Let's say a coin produces $H$ (for heads) with probability $p$ (and thus it produces $T$ with probability $p-1$. Let $X$ denote the number of $H$s we see and let $h$ be an integer. Then, if we flip the coin $n$ times:
$P(X=h) = \binom{n}{h}p^h(1-p)^{n-h}$
I'm not quite understanding where this formula is coming from.
I can see that there are $\binom{n}{h}$ ways to choose a $h$-length subset of an $n$-length set (i.e. there are $\binom{n}{h}$ $n$-length sequences where we see $h$ heads), but why do we multiply that with the probability? Furthermore, why do we multiply the probabilities of heads and tails together?
I get that coin flipping is an independent repeated trial, but I'm not sure how to apply that here (or whether it's even relevant). Any help is appreciated!
Say, rather, $\tbinom n h$ is the count of ways to select $h$ elements from a set of $n$ distinct elements.
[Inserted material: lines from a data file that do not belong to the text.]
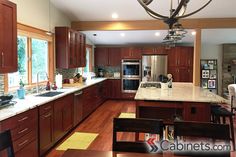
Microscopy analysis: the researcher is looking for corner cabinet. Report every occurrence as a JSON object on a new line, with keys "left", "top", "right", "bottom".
{"left": 55, "top": 27, "right": 86, "bottom": 69}
{"left": 0, "top": 0, "right": 17, "bottom": 73}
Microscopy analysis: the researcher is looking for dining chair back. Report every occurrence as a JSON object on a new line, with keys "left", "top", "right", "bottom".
{"left": 228, "top": 84, "right": 236, "bottom": 112}
{"left": 113, "top": 118, "right": 163, "bottom": 153}
{"left": 0, "top": 130, "right": 15, "bottom": 157}
{"left": 174, "top": 121, "right": 230, "bottom": 157}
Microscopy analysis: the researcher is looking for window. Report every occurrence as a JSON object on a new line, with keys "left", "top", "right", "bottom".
{"left": 5, "top": 24, "right": 54, "bottom": 91}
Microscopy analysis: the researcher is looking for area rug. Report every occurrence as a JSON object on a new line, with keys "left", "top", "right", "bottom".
{"left": 56, "top": 132, "right": 98, "bottom": 151}
{"left": 118, "top": 112, "right": 136, "bottom": 118}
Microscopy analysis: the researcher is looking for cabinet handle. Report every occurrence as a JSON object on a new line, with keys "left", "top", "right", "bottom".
{"left": 74, "top": 91, "right": 83, "bottom": 96}
{"left": 18, "top": 128, "right": 28, "bottom": 134}
{"left": 1, "top": 52, "right": 4, "bottom": 67}
{"left": 18, "top": 116, "right": 28, "bottom": 122}
{"left": 44, "top": 106, "right": 51, "bottom": 110}
{"left": 18, "top": 139, "right": 29, "bottom": 147}
{"left": 44, "top": 113, "right": 52, "bottom": 118}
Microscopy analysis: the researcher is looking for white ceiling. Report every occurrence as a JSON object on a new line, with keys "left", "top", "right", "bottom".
{"left": 51, "top": 0, "right": 236, "bottom": 45}
{"left": 51, "top": 0, "right": 236, "bottom": 21}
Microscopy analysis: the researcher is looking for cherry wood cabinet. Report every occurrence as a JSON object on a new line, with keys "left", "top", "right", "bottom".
{"left": 167, "top": 46, "right": 193, "bottom": 82}
{"left": 0, "top": 108, "right": 38, "bottom": 157}
{"left": 107, "top": 79, "right": 121, "bottom": 99}
{"left": 121, "top": 47, "right": 142, "bottom": 59}
{"left": 39, "top": 102, "right": 54, "bottom": 156}
{"left": 0, "top": 0, "right": 17, "bottom": 73}
{"left": 73, "top": 90, "right": 83, "bottom": 127}
{"left": 142, "top": 46, "right": 167, "bottom": 55}
{"left": 95, "top": 47, "right": 121, "bottom": 66}
{"left": 53, "top": 94, "right": 74, "bottom": 143}
{"left": 55, "top": 27, "right": 86, "bottom": 69}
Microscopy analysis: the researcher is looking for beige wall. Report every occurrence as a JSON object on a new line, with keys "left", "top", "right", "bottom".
{"left": 9, "top": 0, "right": 71, "bottom": 31}
{"left": 201, "top": 43, "right": 223, "bottom": 95}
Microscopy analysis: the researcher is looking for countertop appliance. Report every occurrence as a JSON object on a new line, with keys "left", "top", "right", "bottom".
{"left": 121, "top": 59, "right": 141, "bottom": 93}
{"left": 0, "top": 95, "right": 15, "bottom": 109}
{"left": 142, "top": 55, "right": 168, "bottom": 82}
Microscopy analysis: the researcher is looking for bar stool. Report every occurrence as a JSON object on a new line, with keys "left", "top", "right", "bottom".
{"left": 228, "top": 84, "right": 236, "bottom": 113}
{"left": 211, "top": 107, "right": 235, "bottom": 150}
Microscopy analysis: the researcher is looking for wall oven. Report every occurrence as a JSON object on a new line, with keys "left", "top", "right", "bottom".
{"left": 121, "top": 59, "right": 141, "bottom": 93}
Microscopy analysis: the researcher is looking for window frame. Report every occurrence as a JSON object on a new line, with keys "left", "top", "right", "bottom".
{"left": 4, "top": 23, "right": 54, "bottom": 93}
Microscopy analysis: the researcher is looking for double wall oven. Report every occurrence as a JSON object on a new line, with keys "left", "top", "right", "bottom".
{"left": 121, "top": 59, "right": 141, "bottom": 93}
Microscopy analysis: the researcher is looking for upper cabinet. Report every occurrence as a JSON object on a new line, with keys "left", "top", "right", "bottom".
{"left": 121, "top": 47, "right": 142, "bottom": 59}
{"left": 0, "top": 0, "right": 17, "bottom": 73}
{"left": 95, "top": 47, "right": 121, "bottom": 67}
{"left": 55, "top": 27, "right": 86, "bottom": 69}
{"left": 142, "top": 46, "right": 167, "bottom": 55}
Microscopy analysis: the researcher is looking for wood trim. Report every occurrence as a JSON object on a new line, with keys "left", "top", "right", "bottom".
{"left": 71, "top": 18, "right": 236, "bottom": 31}
{"left": 48, "top": 36, "right": 55, "bottom": 83}
{"left": 28, "top": 38, "right": 32, "bottom": 84}
{"left": 193, "top": 29, "right": 201, "bottom": 86}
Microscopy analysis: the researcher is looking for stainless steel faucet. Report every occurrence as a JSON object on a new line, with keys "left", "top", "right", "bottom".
{"left": 36, "top": 71, "right": 49, "bottom": 93}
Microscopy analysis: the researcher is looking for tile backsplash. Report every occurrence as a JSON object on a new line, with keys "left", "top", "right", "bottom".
{"left": 95, "top": 66, "right": 120, "bottom": 77}
{"left": 0, "top": 74, "right": 4, "bottom": 95}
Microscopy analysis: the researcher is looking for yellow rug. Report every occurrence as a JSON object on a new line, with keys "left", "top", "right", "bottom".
{"left": 56, "top": 132, "right": 98, "bottom": 151}
{"left": 118, "top": 112, "right": 136, "bottom": 118}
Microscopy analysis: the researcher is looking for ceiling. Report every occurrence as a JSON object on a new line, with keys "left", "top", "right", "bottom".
{"left": 51, "top": 0, "right": 236, "bottom": 21}
{"left": 51, "top": 0, "right": 236, "bottom": 45}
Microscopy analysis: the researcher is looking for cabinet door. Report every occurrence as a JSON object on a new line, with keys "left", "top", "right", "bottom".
{"left": 75, "top": 32, "right": 81, "bottom": 67}
{"left": 131, "top": 48, "right": 142, "bottom": 59}
{"left": 62, "top": 95, "right": 73, "bottom": 132}
{"left": 53, "top": 99, "right": 64, "bottom": 142}
{"left": 167, "top": 47, "right": 178, "bottom": 67}
{"left": 108, "top": 80, "right": 121, "bottom": 99}
{"left": 0, "top": 1, "right": 17, "bottom": 73}
{"left": 108, "top": 48, "right": 121, "bottom": 66}
{"left": 39, "top": 110, "right": 53, "bottom": 156}
{"left": 69, "top": 29, "right": 76, "bottom": 68}
{"left": 121, "top": 48, "right": 132, "bottom": 59}
{"left": 142, "top": 47, "right": 155, "bottom": 55}
{"left": 95, "top": 47, "right": 108, "bottom": 66}
{"left": 179, "top": 67, "right": 193, "bottom": 82}
{"left": 80, "top": 33, "right": 86, "bottom": 67}
{"left": 74, "top": 91, "right": 83, "bottom": 126}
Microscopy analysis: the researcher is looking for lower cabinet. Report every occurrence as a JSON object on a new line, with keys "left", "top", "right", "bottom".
{"left": 73, "top": 90, "right": 83, "bottom": 127}
{"left": 54, "top": 94, "right": 73, "bottom": 143}
{"left": 0, "top": 108, "right": 38, "bottom": 157}
{"left": 107, "top": 79, "right": 121, "bottom": 99}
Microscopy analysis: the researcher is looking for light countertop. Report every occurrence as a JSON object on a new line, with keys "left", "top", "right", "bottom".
{"left": 135, "top": 82, "right": 229, "bottom": 104}
{"left": 0, "top": 78, "right": 107, "bottom": 122}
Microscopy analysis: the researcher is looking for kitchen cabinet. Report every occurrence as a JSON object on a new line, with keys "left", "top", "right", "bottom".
{"left": 55, "top": 27, "right": 86, "bottom": 69}
{"left": 39, "top": 102, "right": 54, "bottom": 156}
{"left": 107, "top": 79, "right": 121, "bottom": 99}
{"left": 167, "top": 46, "right": 193, "bottom": 82}
{"left": 0, "top": 108, "right": 38, "bottom": 157}
{"left": 0, "top": 0, "right": 17, "bottom": 73}
{"left": 121, "top": 47, "right": 142, "bottom": 59}
{"left": 53, "top": 94, "right": 73, "bottom": 143}
{"left": 142, "top": 46, "right": 167, "bottom": 55}
{"left": 95, "top": 47, "right": 121, "bottom": 66}
{"left": 73, "top": 90, "right": 83, "bottom": 127}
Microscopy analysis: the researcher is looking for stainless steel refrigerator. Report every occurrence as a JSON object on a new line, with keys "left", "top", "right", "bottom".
{"left": 142, "top": 55, "right": 168, "bottom": 82}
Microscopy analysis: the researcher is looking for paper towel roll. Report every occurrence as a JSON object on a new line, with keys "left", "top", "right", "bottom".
{"left": 56, "top": 74, "right": 62, "bottom": 89}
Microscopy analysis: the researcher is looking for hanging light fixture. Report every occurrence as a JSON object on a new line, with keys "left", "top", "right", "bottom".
{"left": 137, "top": 0, "right": 212, "bottom": 29}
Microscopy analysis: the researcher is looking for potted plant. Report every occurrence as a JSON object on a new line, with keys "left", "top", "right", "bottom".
{"left": 17, "top": 79, "right": 25, "bottom": 99}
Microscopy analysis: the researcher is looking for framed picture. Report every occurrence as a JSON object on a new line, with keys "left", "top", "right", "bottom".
{"left": 208, "top": 80, "right": 216, "bottom": 88}
{"left": 202, "top": 70, "right": 209, "bottom": 78}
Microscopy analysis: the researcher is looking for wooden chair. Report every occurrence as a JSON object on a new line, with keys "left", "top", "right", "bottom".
{"left": 174, "top": 121, "right": 231, "bottom": 157}
{"left": 112, "top": 118, "right": 163, "bottom": 153}
{"left": 0, "top": 130, "right": 15, "bottom": 157}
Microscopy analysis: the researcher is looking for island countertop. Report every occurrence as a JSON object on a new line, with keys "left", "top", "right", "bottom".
{"left": 135, "top": 82, "right": 228, "bottom": 104}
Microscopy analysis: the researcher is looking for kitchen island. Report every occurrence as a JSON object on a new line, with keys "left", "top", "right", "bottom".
{"left": 135, "top": 82, "right": 228, "bottom": 123}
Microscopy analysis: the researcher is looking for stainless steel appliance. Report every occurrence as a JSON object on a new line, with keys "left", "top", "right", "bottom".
{"left": 142, "top": 55, "right": 168, "bottom": 82}
{"left": 121, "top": 59, "right": 141, "bottom": 93}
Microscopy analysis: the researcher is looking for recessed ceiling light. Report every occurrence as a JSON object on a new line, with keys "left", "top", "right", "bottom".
{"left": 155, "top": 32, "right": 160, "bottom": 36}
{"left": 112, "top": 13, "right": 119, "bottom": 19}
{"left": 191, "top": 31, "right": 196, "bottom": 35}
{"left": 120, "top": 33, "right": 125, "bottom": 37}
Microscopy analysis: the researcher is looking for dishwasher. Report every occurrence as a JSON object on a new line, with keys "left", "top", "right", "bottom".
{"left": 73, "top": 90, "right": 83, "bottom": 127}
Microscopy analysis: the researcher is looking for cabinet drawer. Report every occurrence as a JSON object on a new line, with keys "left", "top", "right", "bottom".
{"left": 11, "top": 118, "right": 37, "bottom": 141}
{"left": 15, "top": 139, "right": 38, "bottom": 157}
{"left": 13, "top": 130, "right": 37, "bottom": 153}
{"left": 39, "top": 102, "right": 53, "bottom": 115}
{"left": 1, "top": 108, "right": 37, "bottom": 130}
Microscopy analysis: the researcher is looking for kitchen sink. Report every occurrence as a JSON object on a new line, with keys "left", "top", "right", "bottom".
{"left": 36, "top": 91, "right": 64, "bottom": 97}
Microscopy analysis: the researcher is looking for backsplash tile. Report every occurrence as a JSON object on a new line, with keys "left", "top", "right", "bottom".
{"left": 0, "top": 74, "right": 4, "bottom": 95}
{"left": 56, "top": 68, "right": 78, "bottom": 79}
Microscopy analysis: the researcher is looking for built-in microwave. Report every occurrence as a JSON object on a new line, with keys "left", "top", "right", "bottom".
{"left": 121, "top": 59, "right": 141, "bottom": 78}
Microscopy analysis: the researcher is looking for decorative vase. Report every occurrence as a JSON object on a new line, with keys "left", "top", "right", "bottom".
{"left": 17, "top": 88, "right": 25, "bottom": 99}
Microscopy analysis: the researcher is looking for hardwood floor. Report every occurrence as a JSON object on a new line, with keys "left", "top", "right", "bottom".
{"left": 46, "top": 100, "right": 236, "bottom": 157}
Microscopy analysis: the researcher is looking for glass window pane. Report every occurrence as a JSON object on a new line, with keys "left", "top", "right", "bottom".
{"left": 8, "top": 36, "right": 28, "bottom": 87}
{"left": 84, "top": 48, "right": 90, "bottom": 73}
{"left": 32, "top": 38, "right": 48, "bottom": 83}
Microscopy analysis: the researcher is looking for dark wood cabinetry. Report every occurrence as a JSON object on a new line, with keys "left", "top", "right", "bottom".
{"left": 39, "top": 102, "right": 54, "bottom": 156}
{"left": 121, "top": 47, "right": 142, "bottom": 59}
{"left": 142, "top": 46, "right": 167, "bottom": 55}
{"left": 55, "top": 27, "right": 86, "bottom": 69}
{"left": 167, "top": 46, "right": 193, "bottom": 82}
{"left": 0, "top": 0, "right": 17, "bottom": 73}
{"left": 95, "top": 47, "right": 121, "bottom": 66}
{"left": 53, "top": 94, "right": 73, "bottom": 142}
{"left": 73, "top": 90, "right": 83, "bottom": 127}
{"left": 107, "top": 79, "right": 121, "bottom": 99}
{"left": 0, "top": 108, "right": 38, "bottom": 157}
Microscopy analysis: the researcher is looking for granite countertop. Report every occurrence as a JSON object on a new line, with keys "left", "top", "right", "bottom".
{"left": 135, "top": 82, "right": 229, "bottom": 104}
{"left": 0, "top": 78, "right": 107, "bottom": 122}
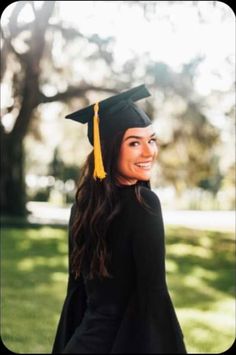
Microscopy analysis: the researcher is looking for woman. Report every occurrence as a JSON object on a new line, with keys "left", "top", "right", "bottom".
{"left": 52, "top": 85, "right": 187, "bottom": 353}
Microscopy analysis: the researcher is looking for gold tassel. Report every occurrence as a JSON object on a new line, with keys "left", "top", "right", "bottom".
{"left": 93, "top": 102, "right": 106, "bottom": 180}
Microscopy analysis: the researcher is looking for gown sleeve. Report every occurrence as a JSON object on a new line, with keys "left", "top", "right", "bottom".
{"left": 52, "top": 203, "right": 87, "bottom": 354}
{"left": 111, "top": 188, "right": 186, "bottom": 354}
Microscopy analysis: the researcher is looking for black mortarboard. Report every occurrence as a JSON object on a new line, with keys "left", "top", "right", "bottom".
{"left": 65, "top": 84, "right": 152, "bottom": 180}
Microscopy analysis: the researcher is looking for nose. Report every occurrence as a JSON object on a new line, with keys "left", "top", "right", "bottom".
{"left": 141, "top": 142, "right": 157, "bottom": 157}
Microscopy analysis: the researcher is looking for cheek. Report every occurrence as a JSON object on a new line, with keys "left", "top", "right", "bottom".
{"left": 117, "top": 152, "right": 128, "bottom": 173}
{"left": 117, "top": 147, "right": 137, "bottom": 172}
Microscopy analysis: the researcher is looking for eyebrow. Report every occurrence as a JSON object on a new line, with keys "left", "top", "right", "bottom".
{"left": 124, "top": 133, "right": 156, "bottom": 141}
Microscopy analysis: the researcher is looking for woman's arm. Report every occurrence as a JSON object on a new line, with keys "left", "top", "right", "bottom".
{"left": 132, "top": 188, "right": 167, "bottom": 294}
{"left": 131, "top": 188, "right": 186, "bottom": 353}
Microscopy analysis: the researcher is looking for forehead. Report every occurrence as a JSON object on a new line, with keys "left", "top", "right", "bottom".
{"left": 123, "top": 125, "right": 154, "bottom": 139}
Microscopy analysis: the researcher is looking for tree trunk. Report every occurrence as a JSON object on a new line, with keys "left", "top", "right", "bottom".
{"left": 1, "top": 1, "right": 55, "bottom": 217}
{"left": 1, "top": 130, "right": 26, "bottom": 216}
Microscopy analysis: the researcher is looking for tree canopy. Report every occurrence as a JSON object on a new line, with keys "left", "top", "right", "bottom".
{"left": 1, "top": 1, "right": 234, "bottom": 215}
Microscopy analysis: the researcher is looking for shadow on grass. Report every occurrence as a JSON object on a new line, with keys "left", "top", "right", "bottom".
{"left": 165, "top": 226, "right": 235, "bottom": 306}
{"left": 1, "top": 226, "right": 70, "bottom": 353}
{"left": 165, "top": 226, "right": 235, "bottom": 353}
{"left": 1, "top": 225, "right": 235, "bottom": 353}
{"left": 2, "top": 227, "right": 69, "bottom": 288}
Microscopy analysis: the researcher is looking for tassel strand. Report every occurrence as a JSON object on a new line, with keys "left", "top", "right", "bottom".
{"left": 93, "top": 102, "right": 106, "bottom": 180}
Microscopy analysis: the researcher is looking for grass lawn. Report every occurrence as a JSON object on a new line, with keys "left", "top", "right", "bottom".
{"left": 1, "top": 225, "right": 235, "bottom": 353}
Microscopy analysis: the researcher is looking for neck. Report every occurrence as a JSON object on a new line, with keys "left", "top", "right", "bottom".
{"left": 116, "top": 175, "right": 137, "bottom": 186}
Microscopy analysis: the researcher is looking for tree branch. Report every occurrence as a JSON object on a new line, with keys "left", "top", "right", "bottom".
{"left": 8, "top": 1, "right": 30, "bottom": 37}
{"left": 38, "top": 85, "right": 118, "bottom": 104}
{"left": 11, "top": 1, "right": 56, "bottom": 141}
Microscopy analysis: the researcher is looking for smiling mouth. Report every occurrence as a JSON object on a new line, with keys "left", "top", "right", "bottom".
{"left": 135, "top": 162, "right": 152, "bottom": 169}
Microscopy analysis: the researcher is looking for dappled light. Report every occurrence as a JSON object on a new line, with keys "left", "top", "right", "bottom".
{"left": 165, "top": 226, "right": 235, "bottom": 353}
{"left": 167, "top": 243, "right": 213, "bottom": 258}
{"left": 2, "top": 225, "right": 235, "bottom": 353}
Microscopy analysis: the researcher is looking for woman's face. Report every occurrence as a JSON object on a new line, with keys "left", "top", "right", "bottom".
{"left": 116, "top": 125, "right": 158, "bottom": 185}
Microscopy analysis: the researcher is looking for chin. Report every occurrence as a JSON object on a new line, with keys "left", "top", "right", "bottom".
{"left": 136, "top": 174, "right": 151, "bottom": 181}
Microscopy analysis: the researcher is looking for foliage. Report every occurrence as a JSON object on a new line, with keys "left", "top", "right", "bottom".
{"left": 1, "top": 1, "right": 234, "bottom": 215}
{"left": 49, "top": 147, "right": 81, "bottom": 182}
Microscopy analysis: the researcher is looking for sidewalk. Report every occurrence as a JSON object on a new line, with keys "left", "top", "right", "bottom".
{"left": 163, "top": 210, "right": 235, "bottom": 232}
{"left": 26, "top": 202, "right": 235, "bottom": 232}
{"left": 27, "top": 202, "right": 70, "bottom": 226}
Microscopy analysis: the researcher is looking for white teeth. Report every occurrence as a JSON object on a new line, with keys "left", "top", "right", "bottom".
{"left": 136, "top": 163, "right": 152, "bottom": 168}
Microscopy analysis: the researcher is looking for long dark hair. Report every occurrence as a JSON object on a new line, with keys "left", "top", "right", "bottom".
{"left": 71, "top": 130, "right": 150, "bottom": 280}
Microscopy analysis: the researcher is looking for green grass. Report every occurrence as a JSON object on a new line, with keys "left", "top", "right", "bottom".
{"left": 1, "top": 225, "right": 235, "bottom": 353}
{"left": 165, "top": 227, "right": 235, "bottom": 353}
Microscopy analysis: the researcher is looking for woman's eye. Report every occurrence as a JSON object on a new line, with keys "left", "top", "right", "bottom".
{"left": 149, "top": 138, "right": 157, "bottom": 144}
{"left": 129, "top": 141, "right": 140, "bottom": 147}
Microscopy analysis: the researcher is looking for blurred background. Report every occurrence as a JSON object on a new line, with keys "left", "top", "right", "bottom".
{"left": 1, "top": 1, "right": 235, "bottom": 353}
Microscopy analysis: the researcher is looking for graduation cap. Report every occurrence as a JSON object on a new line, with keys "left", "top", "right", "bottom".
{"left": 66, "top": 84, "right": 152, "bottom": 180}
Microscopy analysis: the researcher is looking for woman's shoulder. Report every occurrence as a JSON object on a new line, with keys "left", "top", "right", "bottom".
{"left": 129, "top": 187, "right": 164, "bottom": 235}
{"left": 123, "top": 186, "right": 162, "bottom": 220}
{"left": 139, "top": 186, "right": 161, "bottom": 210}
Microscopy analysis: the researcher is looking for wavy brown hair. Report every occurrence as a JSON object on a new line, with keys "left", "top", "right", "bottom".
{"left": 71, "top": 130, "right": 150, "bottom": 280}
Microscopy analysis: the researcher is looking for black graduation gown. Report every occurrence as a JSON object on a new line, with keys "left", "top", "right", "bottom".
{"left": 52, "top": 185, "right": 187, "bottom": 354}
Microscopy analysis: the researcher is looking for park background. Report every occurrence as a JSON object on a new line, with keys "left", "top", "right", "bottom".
{"left": 1, "top": 1, "right": 235, "bottom": 353}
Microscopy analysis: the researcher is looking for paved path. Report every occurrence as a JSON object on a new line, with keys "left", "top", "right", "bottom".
{"left": 162, "top": 210, "right": 235, "bottom": 232}
{"left": 27, "top": 202, "right": 235, "bottom": 232}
For example, the ways to select $h$ positions from a sequence of $n$ trials.
Thus $\tbinom nh$ is the count of ways to arrange $h$ heads among $n$ trial results.
$p$ is the probability that a trial will result in heads. $p^h$ is the probability that $h$ independent trials will do so. $(1-p)^{n-h}$ is the probability that $n-h$ independent trials will result in tails. $p^h(1-p)^{n-h}$ is therefore the probability that the first $h$ independent trials will result in heads and the next $n-h$ independent trials will result in tails.
However that is for a particular arrangement of $h$ heads and $n-h$ tails. We want the probability for any arrangement of that many heads and tails among $n$ trials. So we must multiply by the count of such arrangements (since all arrangements are equally probable).$$\mathsf P(H{=}h) ~=~\dbinom n h p^h(1-p)^{(n-h)}\qquad\big[h\in\Bbb N, 0\leq h\leq n\big]$$